The Atlanta Journal-Constitution
Sessions blasts sanctuary cities in Philadelphia appearance
Police chief: violence not by ‘people from other countries.’
PHILADELPHIA — The news cycle had not been kind to Attorney General Jeff Sessions by the time he made it to Philadelphia on Friday.
His boss was griping about him in The New York Times. He was fighting off rumors that he’d resign. And then, late Thursday, a federal judge had refused to reinstate the controversial executive order meant to be a cornerstone of his Department of Justice: one aimed at cutting federal funds from sanctuary cities.
Now, Sessions was in one of those cities, addressing a packed room at the U.S. Attorney’s Office that included the head of a police department he had threatened to defund.
For the most part, he stuck to the script. He touched on violent crime and decried gang violence. He lamented skyrocketing overdose deaths. Like President Donald Trump before him, he cited the murder rate here, which is up 21 percent this year, and spoke, at length, about the unsolved killing of Tymier Frasier, a 14-year-old boy shot to death in Kensington in May.
And he said sanctuary cities like Philadelphia were harming their residents by not cooperating with the feds. (The city forbids police officers from asking about the immigration status of people they encounter, and does not honor requests from Immigration and Customs Enforcement to hold inmates in custody without a warrant.)

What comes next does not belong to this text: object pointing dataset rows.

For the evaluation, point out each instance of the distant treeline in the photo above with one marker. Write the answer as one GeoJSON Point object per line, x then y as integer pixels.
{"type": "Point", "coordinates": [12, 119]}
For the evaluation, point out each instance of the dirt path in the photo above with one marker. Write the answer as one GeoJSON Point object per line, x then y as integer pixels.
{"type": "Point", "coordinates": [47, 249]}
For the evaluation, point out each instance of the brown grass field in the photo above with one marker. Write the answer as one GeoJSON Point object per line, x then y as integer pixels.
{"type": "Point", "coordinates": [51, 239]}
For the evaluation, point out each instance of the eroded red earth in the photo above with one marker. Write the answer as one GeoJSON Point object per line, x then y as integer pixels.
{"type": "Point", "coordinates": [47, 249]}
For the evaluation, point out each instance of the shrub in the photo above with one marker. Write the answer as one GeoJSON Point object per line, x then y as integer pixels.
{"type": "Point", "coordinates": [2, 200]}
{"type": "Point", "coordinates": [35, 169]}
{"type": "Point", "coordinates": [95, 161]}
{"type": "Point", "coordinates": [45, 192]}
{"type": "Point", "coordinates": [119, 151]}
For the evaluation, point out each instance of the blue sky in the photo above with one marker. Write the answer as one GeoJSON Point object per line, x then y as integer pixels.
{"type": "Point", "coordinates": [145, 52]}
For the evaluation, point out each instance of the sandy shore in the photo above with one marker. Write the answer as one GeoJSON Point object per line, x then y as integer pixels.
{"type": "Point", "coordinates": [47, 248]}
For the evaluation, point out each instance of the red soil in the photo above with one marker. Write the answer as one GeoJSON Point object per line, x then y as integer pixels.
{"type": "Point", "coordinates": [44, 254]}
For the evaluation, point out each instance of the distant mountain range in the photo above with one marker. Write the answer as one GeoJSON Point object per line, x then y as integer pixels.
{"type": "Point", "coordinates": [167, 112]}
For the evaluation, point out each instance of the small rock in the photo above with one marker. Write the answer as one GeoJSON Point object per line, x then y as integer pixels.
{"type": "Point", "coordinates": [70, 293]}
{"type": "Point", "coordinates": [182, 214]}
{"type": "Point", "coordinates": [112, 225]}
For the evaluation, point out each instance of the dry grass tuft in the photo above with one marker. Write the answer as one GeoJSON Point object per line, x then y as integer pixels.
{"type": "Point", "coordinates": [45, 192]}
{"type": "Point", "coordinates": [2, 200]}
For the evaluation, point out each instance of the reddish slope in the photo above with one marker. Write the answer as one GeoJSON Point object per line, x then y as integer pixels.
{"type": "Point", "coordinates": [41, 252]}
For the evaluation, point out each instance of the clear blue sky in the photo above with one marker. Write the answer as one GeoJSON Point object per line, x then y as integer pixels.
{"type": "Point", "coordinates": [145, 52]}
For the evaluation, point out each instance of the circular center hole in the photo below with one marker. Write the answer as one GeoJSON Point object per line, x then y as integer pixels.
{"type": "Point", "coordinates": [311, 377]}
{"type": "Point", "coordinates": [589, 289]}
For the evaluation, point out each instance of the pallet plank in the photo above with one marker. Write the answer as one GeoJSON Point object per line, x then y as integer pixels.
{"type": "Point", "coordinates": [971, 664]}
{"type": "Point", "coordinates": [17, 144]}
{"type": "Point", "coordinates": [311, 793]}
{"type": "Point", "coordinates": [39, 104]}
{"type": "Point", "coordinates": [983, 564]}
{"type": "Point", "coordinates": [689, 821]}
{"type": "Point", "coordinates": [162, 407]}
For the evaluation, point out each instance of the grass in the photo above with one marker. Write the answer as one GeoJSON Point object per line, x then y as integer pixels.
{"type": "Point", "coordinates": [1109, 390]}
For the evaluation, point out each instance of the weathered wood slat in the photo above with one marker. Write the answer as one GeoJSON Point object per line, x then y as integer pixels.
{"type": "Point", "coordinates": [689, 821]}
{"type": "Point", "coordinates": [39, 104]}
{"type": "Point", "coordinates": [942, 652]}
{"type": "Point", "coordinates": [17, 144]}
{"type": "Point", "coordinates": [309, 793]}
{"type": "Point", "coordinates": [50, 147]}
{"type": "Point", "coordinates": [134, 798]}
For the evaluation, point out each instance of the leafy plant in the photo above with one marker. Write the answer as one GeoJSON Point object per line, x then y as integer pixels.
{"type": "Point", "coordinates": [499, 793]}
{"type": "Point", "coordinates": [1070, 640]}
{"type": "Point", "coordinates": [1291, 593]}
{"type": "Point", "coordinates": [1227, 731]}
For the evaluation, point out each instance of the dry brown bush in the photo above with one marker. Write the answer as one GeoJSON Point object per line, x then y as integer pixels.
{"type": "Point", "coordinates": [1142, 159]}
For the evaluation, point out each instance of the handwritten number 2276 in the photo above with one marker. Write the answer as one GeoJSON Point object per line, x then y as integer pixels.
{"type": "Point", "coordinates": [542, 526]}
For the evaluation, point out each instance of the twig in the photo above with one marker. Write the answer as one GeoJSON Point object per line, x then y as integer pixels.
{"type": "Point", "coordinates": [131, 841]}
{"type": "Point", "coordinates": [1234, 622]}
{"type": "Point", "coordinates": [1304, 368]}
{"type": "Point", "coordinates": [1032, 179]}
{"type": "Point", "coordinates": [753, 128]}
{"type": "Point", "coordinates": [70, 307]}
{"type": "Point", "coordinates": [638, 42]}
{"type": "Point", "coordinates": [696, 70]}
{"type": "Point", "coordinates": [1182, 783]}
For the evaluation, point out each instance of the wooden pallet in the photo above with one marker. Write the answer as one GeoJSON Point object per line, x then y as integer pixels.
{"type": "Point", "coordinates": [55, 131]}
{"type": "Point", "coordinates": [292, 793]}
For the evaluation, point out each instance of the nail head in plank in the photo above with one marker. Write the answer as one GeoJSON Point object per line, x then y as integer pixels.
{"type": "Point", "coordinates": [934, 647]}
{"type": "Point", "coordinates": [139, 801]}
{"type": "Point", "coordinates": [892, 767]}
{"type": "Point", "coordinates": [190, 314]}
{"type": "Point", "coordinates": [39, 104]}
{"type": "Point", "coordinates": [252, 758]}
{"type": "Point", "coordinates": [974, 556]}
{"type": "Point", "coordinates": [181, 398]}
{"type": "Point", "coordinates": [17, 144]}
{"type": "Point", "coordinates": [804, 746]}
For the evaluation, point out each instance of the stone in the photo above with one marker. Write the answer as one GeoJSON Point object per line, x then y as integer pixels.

Sessions urged officials here to “re-think” such policies. “Some jurisdictions in this country refuse to cooperate with federal immigration authorities and turn over illegal aliens who commit crimes — even MS-13 gang members,” he said. He cited two oft-mentioned cases in which undocumented immigrants had been released from custody in Philadelphia, including one man who was later rearrested in connection with the rape of a child.
Still, Sessions said, he wasn’t blaming local police.
“I know that you want to help,” he said. “The problem is the policies that tie your hands.”
Afterward, Philadelphia Police Commissioner Richard Ross told a gaggle of reporters that he supported Democratic Mayor Jim Kenney’s policies and believed local police should stay out of immigration enforcement.
“We have a tough enough time building relationships as it is,” he said. “As it relates to violent crime, our problems are not people from other countries.”